Bermuda-incorporated Infinity Bio-Energy, a company that owns several ethanol mills in Brazil, has announced plans to build a US$120mn plant in the Dominican Republic, in a joint venture with local firm Bio Etanol Boca Chica. The facility will supply the local market and surplus production will be shipped to the US. Last May, Infinity bought a stake in a Panamanian sugar mill.
“A global ethanol market depends on governments demanding alcohol to be blended with gasoline,” Sergio Thompson-Flores, Infinity’s chief executive officer, tells GTR. The 18-month-old company raised US$477mn on London’s alternative investment market in 2006 and plans to sell more shares on the exchange in 2007.
An initial public offering on Bovespa, the So Paulo stock exchange, is also being targeted for this year. Thompson-Flores warns ethanol-producing companies not to boost their indebtedness because “this is a sector which will still suffer until prices stabilise.”
He adds that worldwide demand for ethanol will boom due to three reasons. First, high oil prices are structural and not likely to fall. Second, bigger production of cleaner-burning ethanol helps address environmental issues.
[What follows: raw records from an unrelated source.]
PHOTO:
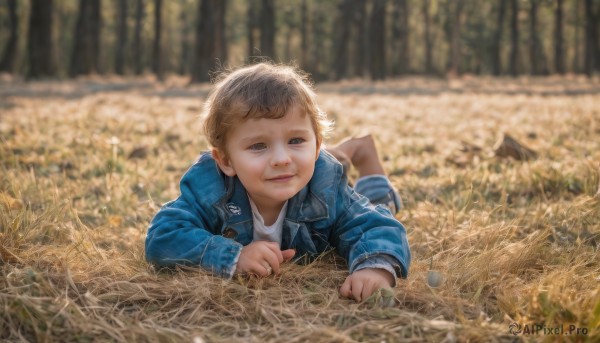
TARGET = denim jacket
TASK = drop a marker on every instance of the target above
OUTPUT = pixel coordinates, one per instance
(210, 222)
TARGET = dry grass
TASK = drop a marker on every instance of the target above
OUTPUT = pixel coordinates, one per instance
(515, 241)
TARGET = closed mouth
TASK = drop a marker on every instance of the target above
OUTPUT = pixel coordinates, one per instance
(281, 178)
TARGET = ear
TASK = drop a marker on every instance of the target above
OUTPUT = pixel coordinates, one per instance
(223, 162)
(318, 150)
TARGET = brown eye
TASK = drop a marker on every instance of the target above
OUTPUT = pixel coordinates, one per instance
(258, 146)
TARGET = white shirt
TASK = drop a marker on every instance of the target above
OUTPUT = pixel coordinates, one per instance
(263, 232)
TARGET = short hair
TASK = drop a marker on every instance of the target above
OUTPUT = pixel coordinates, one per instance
(258, 91)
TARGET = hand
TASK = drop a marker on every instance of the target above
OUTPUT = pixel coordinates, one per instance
(262, 258)
(361, 284)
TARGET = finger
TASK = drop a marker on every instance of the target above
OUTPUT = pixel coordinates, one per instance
(357, 287)
(272, 259)
(368, 289)
(288, 254)
(345, 290)
(274, 247)
(262, 269)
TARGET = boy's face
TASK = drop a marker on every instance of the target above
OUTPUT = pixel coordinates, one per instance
(273, 158)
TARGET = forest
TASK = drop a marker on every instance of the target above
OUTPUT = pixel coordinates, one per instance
(485, 118)
(332, 40)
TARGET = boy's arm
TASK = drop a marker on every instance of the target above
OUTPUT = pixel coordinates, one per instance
(382, 261)
(184, 232)
(369, 237)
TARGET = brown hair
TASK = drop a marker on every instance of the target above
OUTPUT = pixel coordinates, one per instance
(259, 91)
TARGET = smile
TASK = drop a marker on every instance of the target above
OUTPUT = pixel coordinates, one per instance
(281, 178)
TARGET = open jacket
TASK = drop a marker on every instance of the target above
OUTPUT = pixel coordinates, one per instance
(210, 222)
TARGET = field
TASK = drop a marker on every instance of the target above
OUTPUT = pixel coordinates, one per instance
(85, 164)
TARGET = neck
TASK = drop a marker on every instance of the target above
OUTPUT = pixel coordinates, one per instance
(269, 212)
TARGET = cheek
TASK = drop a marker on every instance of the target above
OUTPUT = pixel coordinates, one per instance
(249, 166)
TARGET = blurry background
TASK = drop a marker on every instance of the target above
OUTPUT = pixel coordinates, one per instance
(331, 39)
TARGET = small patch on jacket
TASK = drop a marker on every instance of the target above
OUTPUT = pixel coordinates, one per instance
(234, 209)
(229, 233)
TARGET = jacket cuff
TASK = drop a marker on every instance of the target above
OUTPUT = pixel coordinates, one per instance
(381, 261)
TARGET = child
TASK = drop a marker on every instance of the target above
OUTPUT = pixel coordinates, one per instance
(267, 193)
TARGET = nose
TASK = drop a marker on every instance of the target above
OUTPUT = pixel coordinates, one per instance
(281, 157)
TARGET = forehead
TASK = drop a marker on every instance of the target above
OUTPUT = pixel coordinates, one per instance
(295, 120)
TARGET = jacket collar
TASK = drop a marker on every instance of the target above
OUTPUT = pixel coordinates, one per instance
(302, 207)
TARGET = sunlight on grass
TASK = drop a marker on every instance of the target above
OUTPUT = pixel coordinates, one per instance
(81, 177)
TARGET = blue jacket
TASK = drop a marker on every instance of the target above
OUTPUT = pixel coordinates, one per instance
(210, 222)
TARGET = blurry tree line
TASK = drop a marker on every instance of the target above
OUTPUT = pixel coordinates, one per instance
(331, 39)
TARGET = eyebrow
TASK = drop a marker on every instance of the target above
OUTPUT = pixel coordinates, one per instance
(261, 137)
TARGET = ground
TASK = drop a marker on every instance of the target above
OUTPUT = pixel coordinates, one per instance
(85, 164)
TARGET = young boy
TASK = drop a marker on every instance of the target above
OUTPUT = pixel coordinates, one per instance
(267, 193)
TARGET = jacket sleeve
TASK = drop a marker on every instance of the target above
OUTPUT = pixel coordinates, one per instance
(363, 231)
(185, 232)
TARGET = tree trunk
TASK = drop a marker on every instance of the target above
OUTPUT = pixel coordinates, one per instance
(340, 43)
(590, 38)
(95, 31)
(559, 54)
(399, 42)
(577, 56)
(184, 64)
(318, 44)
(121, 38)
(303, 34)
(455, 46)
(427, 38)
(10, 50)
(361, 44)
(251, 28)
(514, 39)
(220, 47)
(497, 44)
(205, 41)
(157, 60)
(534, 58)
(137, 38)
(85, 57)
(39, 40)
(267, 29)
(377, 40)
(403, 36)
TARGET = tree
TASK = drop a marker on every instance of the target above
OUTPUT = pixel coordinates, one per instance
(157, 58)
(85, 56)
(455, 40)
(221, 51)
(137, 38)
(377, 40)
(340, 43)
(303, 34)
(537, 58)
(251, 28)
(185, 58)
(514, 39)
(497, 43)
(577, 57)
(210, 38)
(591, 38)
(400, 43)
(9, 56)
(204, 42)
(427, 37)
(559, 56)
(361, 43)
(39, 40)
(267, 29)
(318, 34)
(121, 37)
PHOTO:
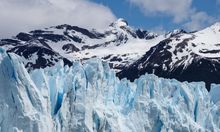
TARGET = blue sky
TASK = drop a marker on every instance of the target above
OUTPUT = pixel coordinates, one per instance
(133, 14)
(156, 15)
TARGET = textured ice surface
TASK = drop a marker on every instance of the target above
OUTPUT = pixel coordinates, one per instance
(90, 97)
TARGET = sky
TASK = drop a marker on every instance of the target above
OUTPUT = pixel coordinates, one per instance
(154, 15)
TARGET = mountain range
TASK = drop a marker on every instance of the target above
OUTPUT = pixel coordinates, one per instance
(185, 56)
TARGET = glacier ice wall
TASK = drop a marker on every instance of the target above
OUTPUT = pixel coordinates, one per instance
(91, 98)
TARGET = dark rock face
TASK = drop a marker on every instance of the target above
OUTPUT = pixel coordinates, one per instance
(70, 48)
(158, 61)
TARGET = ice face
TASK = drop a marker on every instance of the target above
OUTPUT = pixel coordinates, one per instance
(90, 97)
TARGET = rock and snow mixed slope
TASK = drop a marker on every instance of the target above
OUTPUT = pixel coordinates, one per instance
(90, 97)
(120, 45)
(130, 52)
(183, 56)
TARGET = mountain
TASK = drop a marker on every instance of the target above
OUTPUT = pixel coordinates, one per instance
(120, 45)
(183, 56)
(89, 97)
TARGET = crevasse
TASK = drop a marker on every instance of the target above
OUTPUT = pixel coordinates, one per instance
(89, 97)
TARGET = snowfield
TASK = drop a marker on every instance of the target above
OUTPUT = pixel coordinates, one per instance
(91, 98)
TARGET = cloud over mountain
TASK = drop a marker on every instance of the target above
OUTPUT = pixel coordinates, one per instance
(22, 15)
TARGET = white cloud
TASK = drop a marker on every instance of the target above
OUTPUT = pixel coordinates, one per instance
(178, 9)
(24, 15)
(182, 11)
(199, 20)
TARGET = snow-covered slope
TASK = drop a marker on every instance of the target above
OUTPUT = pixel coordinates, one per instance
(120, 45)
(183, 56)
(131, 52)
(90, 97)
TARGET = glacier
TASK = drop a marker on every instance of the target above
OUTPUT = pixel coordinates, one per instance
(90, 98)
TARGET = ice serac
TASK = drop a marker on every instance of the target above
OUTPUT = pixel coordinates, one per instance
(89, 97)
(22, 107)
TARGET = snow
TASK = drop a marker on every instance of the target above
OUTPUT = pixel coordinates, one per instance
(90, 97)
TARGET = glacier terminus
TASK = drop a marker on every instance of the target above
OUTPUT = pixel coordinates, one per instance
(89, 97)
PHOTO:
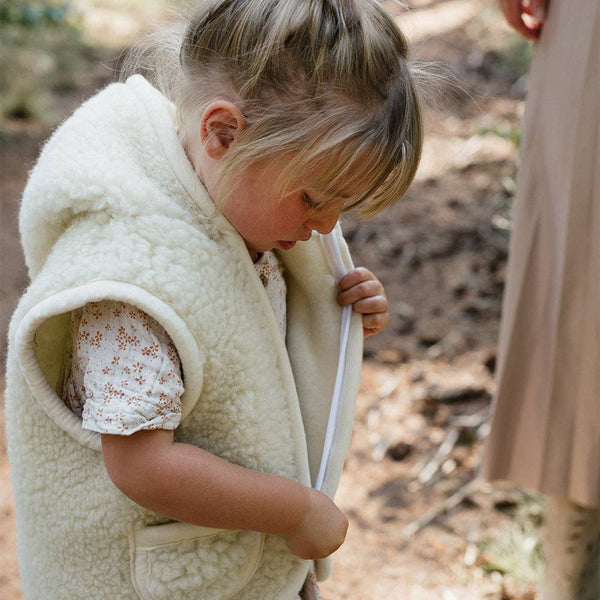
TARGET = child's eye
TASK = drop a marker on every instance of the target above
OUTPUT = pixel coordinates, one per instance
(310, 203)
And lastly, many governments are eager to diminish their reliance on Middle Eastern oil.
“A rise in alcohol-blended gasoline will make countries scour the world for the biofuel,” he says. Infinity’s aim is to be a dedicated ethanol supplier, and not to juggle output between sugar and ethanol depending on market prices.
Thompson-Flores contends that Brazil is indeed interested – and not concerned – to see large-scale ethanol production thrive in other countries as a means to convince sceptics that they can blend 10% of alcohol into gasoline.
“Consumers are afraid to concentrate their imports on just one supplier,” he explains.